In [6]: bounds.mean('d2')                                                                                                        
Out[6]: 
<xarray.DataArray (time: 14)>
array([cftime.DatetimeNoLeap(460, 12, 31, 0, 0, 0, 0),
       cftime.DatetimeNoLeap(580, 12, 31, 0, 0, 0, 0),
       cftime.DatetimeNoLeap(116, 1, 21, 0, 25, 26, 290448),
       cftime.DatetimeNoLeap(236, 1, 21, 0, 25, 26, 290448),
       cftime.DatetimeNoLeap(356, 1, 21, 0, 25, 26, 290448),
       cftime.DatetimeNoLeap(476, 1, 21, 0, 25, 26, 290448),
       cftime.DatetimeNoLeap(596, 1, 21, 0, 25, 26, 290448),
       cftime.DatetimeNoLeap(131, 2, 11, 0, 50, 52, 580897),
       cftime.DatetimeNoLeap(251, 2, 11, 0, 50, 52, 580897),
       cftime.DatetimeNoLeap(371, 2, 11, 0, 50, 52, 580897),
       cftime.DatetimeNoLeap(491, 2, 11, 0, 50, 52, 580897),
       cftime.DatetimeNoLeap(611, 2, 11, 0, 50, 52, 580897),
       cftime.DatetimeNoLeap(146, 3, 4, 1, 16, 18, 871345),
       cftime.DatetimeNoLeap(266, 3, 4, 1, 16, 18, 871345)], dtype=object)
Dimensions without coordinates: time

Anything else we need to know?:

Environment:

Output of xr.show_versions() ```python INSTALLED VERSIONS ------------------ commit: None python: 3.7.8 | packaged by conda-forge | (default, Jul 23 2020, 03:54:19) [GCC 7.5.0] python-bits: 64 OS: Linux OS-release: 3.10.0-1127.13.1.el7.x86_64 machine: x86_64 processor: x86_64 byteorder: little LC_ALL: en_US.UTF-8 LANG: en_US.UTF-8 LOCALE: en_US.UTF-8 libhdf5: 1.10.6 libnetcdf: 4.7.4 xarray: 0.16.0 pandas: 1.1.0 numpy: 1.19.1 scipy: 1.5.2 netCDF4: 1.5.4 pydap: None h5netcdf: None h5py: 2.10.0 Nio: None zarr: 2.4.0 cftime: 1.2.1 nc_time_axis: 1.2.0 PseudoNetCDF: None rasterio: None cfgrib: None iris: None bottleneck: None dask: 2.22.0 distributed: 2.22.0 matplotlib: 3.3.0 cartopy: 0.18.0 seaborn: 0.10.1 numbagg: None pint: None setuptools: 49.2.1.post20200802 pip: 20.2.1 conda: None pytest: None IPython: 7.17.0 sphinx: None ```
spencerkclark commented 4 years ago

Yikes, this looks bad; thanks for the report @andersy005. The logic in duck_array_ops is pretty thorny surrounding cftime dates.
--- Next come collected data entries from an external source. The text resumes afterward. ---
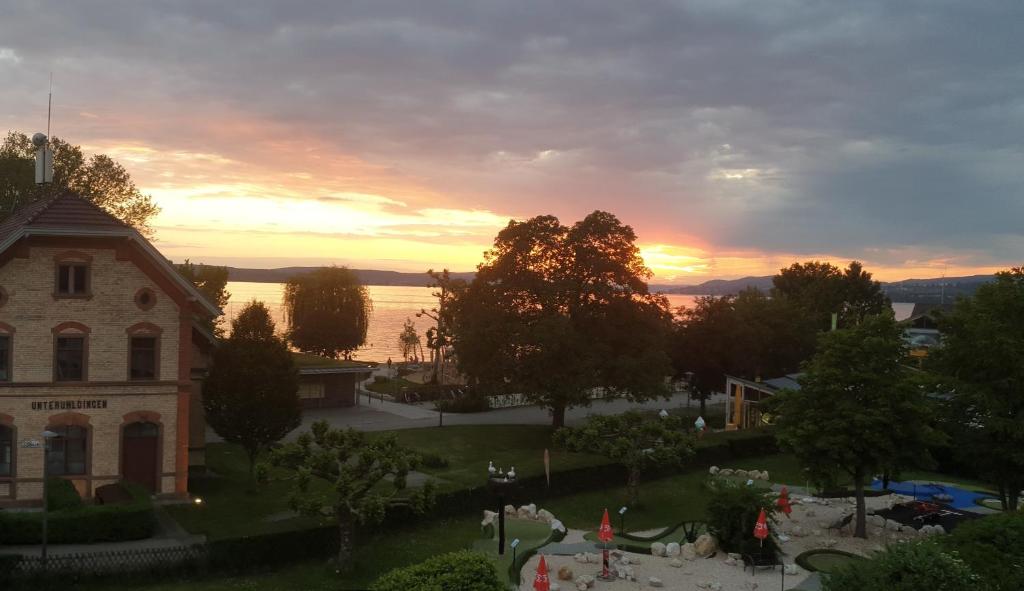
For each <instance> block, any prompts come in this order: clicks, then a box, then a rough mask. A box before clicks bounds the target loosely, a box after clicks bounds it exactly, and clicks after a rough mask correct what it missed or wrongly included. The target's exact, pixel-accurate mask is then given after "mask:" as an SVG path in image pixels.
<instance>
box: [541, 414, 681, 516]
mask: <svg viewBox="0 0 1024 591" xmlns="http://www.w3.org/2000/svg"><path fill="white" fill-rule="evenodd" d="M554 440H555V442H556V444H557V445H560V446H562V447H564V448H566V449H567V450H569V451H571V452H581V453H587V454H597V455H598V456H604V457H605V458H608V459H610V460H612V461H614V462H616V463H618V464H622V465H623V466H626V469H627V471H628V474H629V477H628V480H627V489H628V490H629V495H630V504H631V505H634V506H635V505H637V504H638V503H639V502H640V476H641V475H642V474H643V472H644V471H645V470H649V469H650V468H653V467H679V466H682V465H683V464H684V463H685V462H686V459H687V458H689V457H690V456H691V455H693V438H692V437H691V436H690V435H689V434H687V433H686V431H685V430H684V425H683V421H682V420H681V419H680V418H679V417H676V416H668V417H665V418H662V417H656V416H650V415H644V414H641V413H639V412H636V411H630V412H626V413H623V414H621V415H608V416H602V415H597V416H593V417H590V418H589V419H587V422H586V423H585V424H584V425H583V426H581V427H577V428H570V427H562V428H560V429H558V430H557V431H555V437H554Z"/></svg>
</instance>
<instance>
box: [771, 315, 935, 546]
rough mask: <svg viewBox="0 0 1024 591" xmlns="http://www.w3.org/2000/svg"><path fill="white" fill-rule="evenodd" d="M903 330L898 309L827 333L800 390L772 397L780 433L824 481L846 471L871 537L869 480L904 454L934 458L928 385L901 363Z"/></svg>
mask: <svg viewBox="0 0 1024 591" xmlns="http://www.w3.org/2000/svg"><path fill="white" fill-rule="evenodd" d="M905 355H906V351H905V346H904V344H903V340H902V331H901V329H900V327H899V325H897V324H896V322H895V320H893V316H892V313H888V314H880V315H876V316H866V318H865V319H864V320H863V321H862V322H861V324H859V325H857V326H855V327H852V328H849V329H842V330H838V331H835V332H831V333H825V334H823V335H822V336H821V338H820V342H819V343H818V351H817V352H816V353H815V355H814V356H813V357H812V358H811V360H810V362H808V363H807V364H806V366H805V368H804V374H803V375H802V376H801V378H800V386H801V387H800V389H799V390H790V391H783V392H780V393H778V394H776V395H775V396H773V397H772V398H771V399H770V403H769V404H768V410H769V411H770V412H774V413H777V415H778V417H777V427H776V437H777V438H778V440H779V442H780V444H781V445H782V447H783V448H785V449H787V450H790V451H792V452H793V453H794V454H795V455H796V456H797V458H798V460H799V461H800V463H801V464H803V466H804V467H805V468H806V469H807V470H808V471H809V472H810V474H811V475H812V476H813V477H814V478H815V479H817V480H819V481H835V480H836V479H837V477H838V476H839V475H841V474H842V475H845V476H847V477H849V478H850V480H851V481H852V482H853V488H854V492H855V496H856V508H857V511H856V526H855V535H856V536H858V537H860V538H866V537H867V533H866V526H865V522H864V521H865V519H864V515H865V512H864V487H865V484H867V483H868V482H869V481H870V478H871V475H872V474H874V473H877V472H879V471H881V470H884V469H892V468H893V467H895V465H896V464H897V463H898V462H899V461H904V462H905V461H908V460H910V459H915V460H918V461H919V462H921V463H925V462H927V461H928V460H929V458H930V456H929V453H928V446H929V444H932V442H934V441H935V440H936V439H935V433H934V431H933V430H932V428H931V426H930V424H929V419H930V412H929V407H928V403H927V399H926V396H925V393H924V392H925V390H924V389H923V388H921V387H920V385H919V384H916V383H915V382H914V380H913V379H912V377H911V376H910V374H909V371H908V370H907V369H906V368H905V367H904V366H903V365H902V363H903V361H904V360H905Z"/></svg>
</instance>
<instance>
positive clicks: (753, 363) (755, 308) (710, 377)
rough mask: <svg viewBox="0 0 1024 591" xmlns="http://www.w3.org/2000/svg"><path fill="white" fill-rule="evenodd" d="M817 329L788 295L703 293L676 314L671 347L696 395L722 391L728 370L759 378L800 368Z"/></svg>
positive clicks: (750, 291)
mask: <svg viewBox="0 0 1024 591" xmlns="http://www.w3.org/2000/svg"><path fill="white" fill-rule="evenodd" d="M815 332H816V329H815V327H814V324H813V322H812V321H810V319H808V316H807V315H806V314H804V313H802V311H801V309H800V308H798V307H797V306H796V305H795V304H794V303H793V302H791V301H790V300H787V299H785V298H769V297H767V296H766V295H765V294H764V292H761V291H760V290H757V289H754V288H752V289H748V290H743V291H742V292H740V293H739V295H738V296H735V297H733V296H722V297H714V296H707V297H698V298H697V299H696V302H695V304H694V306H693V307H684V308H681V309H680V310H679V313H678V315H677V316H676V323H675V330H674V333H673V339H672V345H671V352H672V357H673V365H674V366H675V368H676V375H677V377H682V376H684V375H687V376H688V377H689V378H690V380H691V383H690V392H691V395H692V397H694V398H696V399H699V400H700V413H701V415H707V409H706V400H707V399H708V397H709V396H711V395H712V394H713V393H714V392H717V391H722V390H723V388H724V386H725V376H726V374H729V375H734V376H737V377H742V378H748V379H756V378H761V377H775V376H780V375H784V374H787V373H791V372H794V371H796V370H797V369H798V368H799V366H800V363H801V362H803V361H804V360H806V358H807V357H809V356H810V354H811V353H812V352H813V349H814V338H815Z"/></svg>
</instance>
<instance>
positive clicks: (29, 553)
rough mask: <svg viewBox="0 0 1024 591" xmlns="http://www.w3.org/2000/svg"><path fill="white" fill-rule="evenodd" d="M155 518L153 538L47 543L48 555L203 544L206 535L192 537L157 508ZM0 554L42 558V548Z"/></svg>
mask: <svg viewBox="0 0 1024 591" xmlns="http://www.w3.org/2000/svg"><path fill="white" fill-rule="evenodd" d="M155 509H156V511H155V513H156V516H157V532H156V533H155V535H154V536H153V538H147V539H145V540H133V541H130V542H101V543H98V544H50V545H48V546H47V549H46V551H47V554H48V555H50V556H61V555H65V554H99V553H105V552H123V551H126V550H148V549H157V548H176V547H178V546H191V545H194V544H202V543H204V542H206V536H194V535H191V534H188V533H187V532H185V531H184V529H182V527H181V525H179V524H178V523H177V521H175V520H174V519H172V518H171V516H170V515H168V514H167V511H164V510H163V508H162V507H160V506H159V505H158V506H157V507H156V508H155ZM0 554H20V555H22V556H36V557H39V556H42V546H39V545H24V546H3V545H0Z"/></svg>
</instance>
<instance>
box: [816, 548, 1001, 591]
mask: <svg viewBox="0 0 1024 591" xmlns="http://www.w3.org/2000/svg"><path fill="white" fill-rule="evenodd" d="M980 588H983V587H982V586H981V579H980V577H978V576H977V575H976V574H974V573H973V572H972V571H971V567H970V566H968V564H967V563H966V562H965V561H964V560H962V559H961V558H959V557H958V556H956V554H955V553H951V552H946V551H944V550H943V549H942V548H941V547H940V546H939V544H938V543H936V542H934V541H932V540H928V541H919V542H906V543H903V544H894V545H891V546H889V547H888V548H887V549H886V550H885V551H884V552H880V553H878V554H876V555H874V557H873V558H871V559H870V560H859V561H855V562H851V563H850V564H848V565H846V566H842V567H840V568H838V569H836V572H835V573H833V574H831V575H829V576H827V577H824V578H823V581H822V589H823V590H824V591H863V590H864V589H885V590H886V591H964V590H965V589H980Z"/></svg>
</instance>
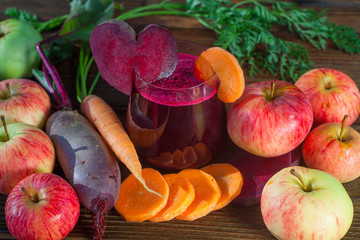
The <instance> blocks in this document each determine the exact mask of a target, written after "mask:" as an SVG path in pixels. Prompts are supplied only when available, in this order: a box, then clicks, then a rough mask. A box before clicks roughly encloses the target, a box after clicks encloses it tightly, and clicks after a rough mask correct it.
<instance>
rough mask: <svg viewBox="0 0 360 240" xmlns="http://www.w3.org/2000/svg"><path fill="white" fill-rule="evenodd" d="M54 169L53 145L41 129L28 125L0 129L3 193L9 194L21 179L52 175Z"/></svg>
mask: <svg viewBox="0 0 360 240" xmlns="http://www.w3.org/2000/svg"><path fill="white" fill-rule="evenodd" d="M0 117H2V119H3V116H0ZM4 122H5V121H4ZM4 122H3V123H4ZM54 166H55V150H54V146H53V144H52V142H51V140H50V138H49V137H48V136H47V135H46V134H45V133H44V132H43V131H42V130H40V129H39V128H37V127H35V126H33V125H29V124H26V123H12V124H9V125H4V126H3V127H0V193H1V194H9V193H10V191H11V189H12V188H13V187H15V186H16V184H17V183H18V182H19V181H20V180H22V179H23V178H24V177H26V176H28V175H31V174H32V173H36V172H48V173H50V172H52V171H53V169H54Z"/></svg>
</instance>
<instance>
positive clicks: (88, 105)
mask: <svg viewBox="0 0 360 240" xmlns="http://www.w3.org/2000/svg"><path fill="white" fill-rule="evenodd" d="M81 111H82V113H83V114H85V116H86V118H87V119H88V120H89V121H90V122H91V124H93V125H94V126H95V127H96V129H97V130H98V131H99V132H100V134H101V136H102V137H103V138H104V140H105V142H106V143H107V144H108V145H109V147H110V149H111V150H112V151H113V152H114V153H115V155H116V157H117V158H118V159H119V160H120V161H121V162H122V163H124V164H125V166H126V167H127V168H128V169H129V170H130V172H131V173H132V174H134V176H135V177H136V178H137V179H138V180H139V181H140V182H141V183H142V184H143V185H144V187H145V188H146V189H147V190H148V191H150V192H153V193H155V194H157V195H158V193H157V192H154V191H153V190H151V189H150V188H148V187H147V186H146V184H145V181H144V179H143V178H142V177H141V169H142V167H141V163H140V161H139V157H138V155H137V152H136V150H135V147H134V144H133V143H132V142H131V140H130V138H129V136H128V135H127V133H126V131H125V129H124V127H123V125H122V123H121V121H120V119H119V118H118V116H117V115H116V113H115V112H114V111H113V109H112V108H111V107H110V105H108V104H107V103H106V102H105V101H104V100H103V99H102V98H100V97H98V96H95V95H89V96H87V97H86V98H84V99H83V101H82V102H81Z"/></svg>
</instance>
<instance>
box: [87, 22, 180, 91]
mask: <svg viewBox="0 0 360 240" xmlns="http://www.w3.org/2000/svg"><path fill="white" fill-rule="evenodd" d="M90 46H91V51H92V54H93V56H94V59H95V62H96V65H97V66H98V69H99V71H100V74H101V76H102V77H103V78H104V79H105V80H106V81H107V82H108V83H109V84H110V85H111V86H113V87H115V88H116V89H118V90H119V91H121V92H123V93H125V94H127V95H130V93H131V87H132V82H133V78H134V74H133V70H134V67H136V69H137V72H138V74H139V75H140V76H141V77H142V79H143V80H145V81H146V82H152V81H154V80H155V79H156V78H159V77H160V78H163V77H168V76H170V75H171V74H172V72H173V71H174V70H175V68H176V64H177V46H176V42H175V39H174V37H173V35H172V34H171V33H170V31H168V30H167V29H165V28H162V27H160V26H157V25H155V24H150V25H148V26H147V27H146V28H145V29H144V30H143V31H141V32H140V33H139V35H138V39H137V40H136V38H135V31H134V30H133V29H132V28H131V27H130V26H129V25H128V24H127V23H126V22H124V21H120V20H114V19H111V20H108V21H106V22H104V23H102V24H100V25H98V26H97V27H95V28H94V30H93V31H92V33H91V36H90Z"/></svg>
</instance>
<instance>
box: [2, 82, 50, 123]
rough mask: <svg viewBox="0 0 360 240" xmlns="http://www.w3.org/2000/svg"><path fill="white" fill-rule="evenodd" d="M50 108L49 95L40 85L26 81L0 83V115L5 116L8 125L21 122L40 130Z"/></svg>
mask: <svg viewBox="0 0 360 240" xmlns="http://www.w3.org/2000/svg"><path fill="white" fill-rule="evenodd" d="M50 108H51V104H50V98H49V95H48V94H47V93H46V91H45V90H44V89H43V88H42V87H41V86H40V84H38V83H36V82H34V81H32V80H28V79H7V80H3V81H1V82H0V115H5V117H6V121H7V123H8V124H10V123H13V122H22V123H27V124H31V125H34V126H36V127H38V128H41V129H42V128H43V127H44V126H45V122H46V119H47V118H48V117H49V114H50ZM0 127H1V123H0Z"/></svg>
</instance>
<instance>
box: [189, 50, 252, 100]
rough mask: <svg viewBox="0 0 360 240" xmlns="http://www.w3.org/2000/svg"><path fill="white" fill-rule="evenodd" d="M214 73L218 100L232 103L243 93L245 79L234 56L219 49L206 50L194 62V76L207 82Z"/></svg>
mask: <svg viewBox="0 0 360 240" xmlns="http://www.w3.org/2000/svg"><path fill="white" fill-rule="evenodd" d="M214 72H215V73H216V75H217V76H218V78H219V80H220V86H219V90H218V98H219V99H220V100H221V101H223V102H225V103H232V102H234V101H235V100H237V99H238V98H239V97H240V96H241V95H242V94H243V92H244V89H245V78H244V73H243V70H242V68H241V67H240V65H239V63H238V61H237V60H236V58H235V56H234V55H232V54H231V53H230V52H228V51H226V50H225V49H222V48H220V47H212V48H208V49H206V50H205V51H204V52H202V53H201V54H200V56H199V57H198V58H197V59H196V61H195V66H194V74H195V76H196V77H197V78H199V79H203V80H207V79H210V78H211V76H212V75H213V74H214Z"/></svg>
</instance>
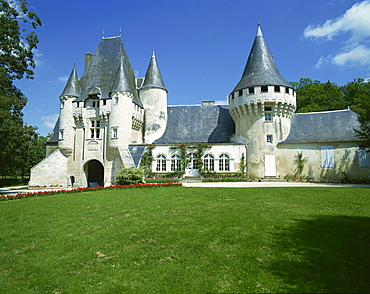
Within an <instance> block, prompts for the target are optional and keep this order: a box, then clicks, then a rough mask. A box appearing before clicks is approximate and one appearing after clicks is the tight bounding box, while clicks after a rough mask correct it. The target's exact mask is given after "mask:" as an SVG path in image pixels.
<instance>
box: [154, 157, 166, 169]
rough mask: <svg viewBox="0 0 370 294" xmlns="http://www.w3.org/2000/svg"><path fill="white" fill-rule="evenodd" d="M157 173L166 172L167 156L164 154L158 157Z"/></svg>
mask: <svg viewBox="0 0 370 294" xmlns="http://www.w3.org/2000/svg"><path fill="white" fill-rule="evenodd" d="M156 171H166V156H164V155H162V154H161V155H158V156H157V168H156Z"/></svg>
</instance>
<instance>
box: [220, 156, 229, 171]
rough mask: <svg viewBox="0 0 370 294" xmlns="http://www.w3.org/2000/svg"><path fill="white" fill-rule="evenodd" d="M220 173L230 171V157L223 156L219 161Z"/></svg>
mask: <svg viewBox="0 0 370 294" xmlns="http://www.w3.org/2000/svg"><path fill="white" fill-rule="evenodd" d="M218 164H219V166H218V168H219V170H220V171H230V157H229V155H227V154H221V155H220V158H219V161H218Z"/></svg>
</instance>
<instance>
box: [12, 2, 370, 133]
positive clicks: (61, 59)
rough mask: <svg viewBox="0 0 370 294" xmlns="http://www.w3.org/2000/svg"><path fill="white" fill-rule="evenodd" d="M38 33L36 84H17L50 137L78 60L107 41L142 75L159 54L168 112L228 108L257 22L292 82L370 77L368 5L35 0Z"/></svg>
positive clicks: (32, 80)
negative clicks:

I'm guessing there's some sort of integer overflow issue happening here (hence the weird non-monotonic behavior). I'll have a closer look tomorrow.

spencerkclark commented 4 years ago

@andersy005 I think I tracked it down. See #4344 for a fix.

andersy005 commented 4 years ago

Many thanks for addressing this issue, @spencerkclark!